A divulgação do PIB brasileiro, surpreendeu positivamente o mercado, o crescimento no 2º tri foi de 0.4%, embora fraco, foi o dobro do esperado, afastando assim o medo de uma recessão técnica que é caracterizada por dois trimestres consecutivos com PIB negativo. Na comparação com igual período de 2018, o crescimento foi de 1%.

Acreditamos que a alta volatilidade da Bolsa continuará, mas estamos otimistas, principalmente pela aprovação da Reforma da Previdência, início da Tributária e corte dos juros.

Empresas

Banco Pan – Emissão de R$ 2 bilhões de ações primária e secundária, sendo este último, com a venda de parte das ações da Caixa, cujo aquisição no passado foi ao preço de R$ 2,40/ação, preço atual próximo de R$ 10,00/ação.

Banco Original – a holding J&J estuda novamente o IPO do banco.

BRFS – Resultado no 2T19 já foi melhor, refletindo maior exportação para o mercado chinês, com melhora de volumes e margens. A companhia sinalizou que essa melhora tende a continuar mais forte no 3T19. Assim, com a melhor performance operacional, a empresa acredita que ao final de 2019 a dívida/ebitda ficará próximo de 3,15x (2T19 ficou em 3,74x).

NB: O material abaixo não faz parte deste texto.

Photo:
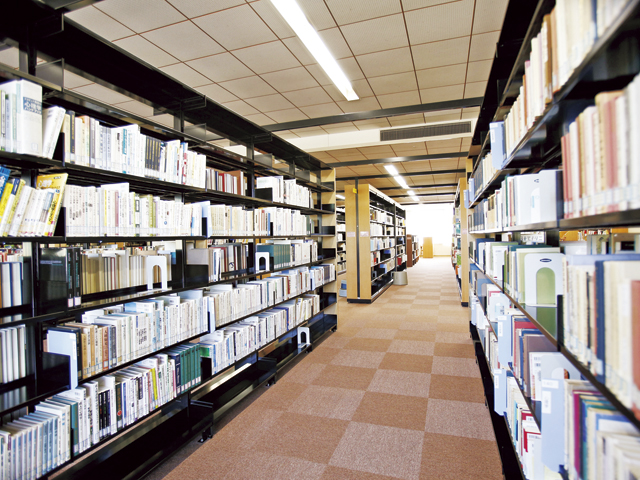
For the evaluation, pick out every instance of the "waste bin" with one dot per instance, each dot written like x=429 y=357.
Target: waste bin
x=400 y=278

Cemig – Redução de participação na Light de 33,3 milhões de ações a R$ 18,75. Anúncio de venda de ativos para redução da dívida. Redução em 25% dos cargos de gerência. Dívida/ebitda atual de 2,82x, redução contínua ao longo dos anos (2016 – 4,98x/2017 – 3,52x/2018 – 3,46x). Perspectivas de IPO da subsidiária de gás em 2020. Boas perspectivas.

Itausa – O grupo formado pela Itausa, Copagaz e a Nacional Gás Butano apresentou a melhor oferta para aquisição da companhia de gás da Petrobras, a Liquigás. A compra está em fase de negociação de contratos.

JBS – Retoma IPO nos EUA para novas aquisições.

Qualicorp – A Rede D’Or adquiriu 10% da Qualicorp. Essa participação pertencia ao fundador da Qualicorp, José Seripieri Filho.

Petrobras – Em agosto a produção total de petróleo e gás atingiu 3,1 milhões boed, sendo que desse total o pré-sal representou 2,2 milhões boed. A empresa sinaliza a venda de outros ativos para redução da dívida, que hoje está em US$ 101 bilhões. A Petrobras divulgou como fato relevante aprovado no Conselho de Administração sobre a distribuição dos dividendos: se a dívida bruta da companhia estiver abaixo de US$ 60 bilhões, a distribuição aos seus acionistas será 60% da diferença entre o fluxo de caixa operacional e os investimentos, caso contrário a política continuará com o mínimo obrigatório conforme previsto no Estatuto Social. Outro fato importante, já em setembro, o Senado aprovou a PEC da cessão onerosa, procedimento onde o governo garantiu à Petrobras, o direito de explorar por 40 anos a área do pré-sal, sem licitação. O leilão referente à cessão onerosa deverá ser em 2019, a princípio marcado para 06/11/2019.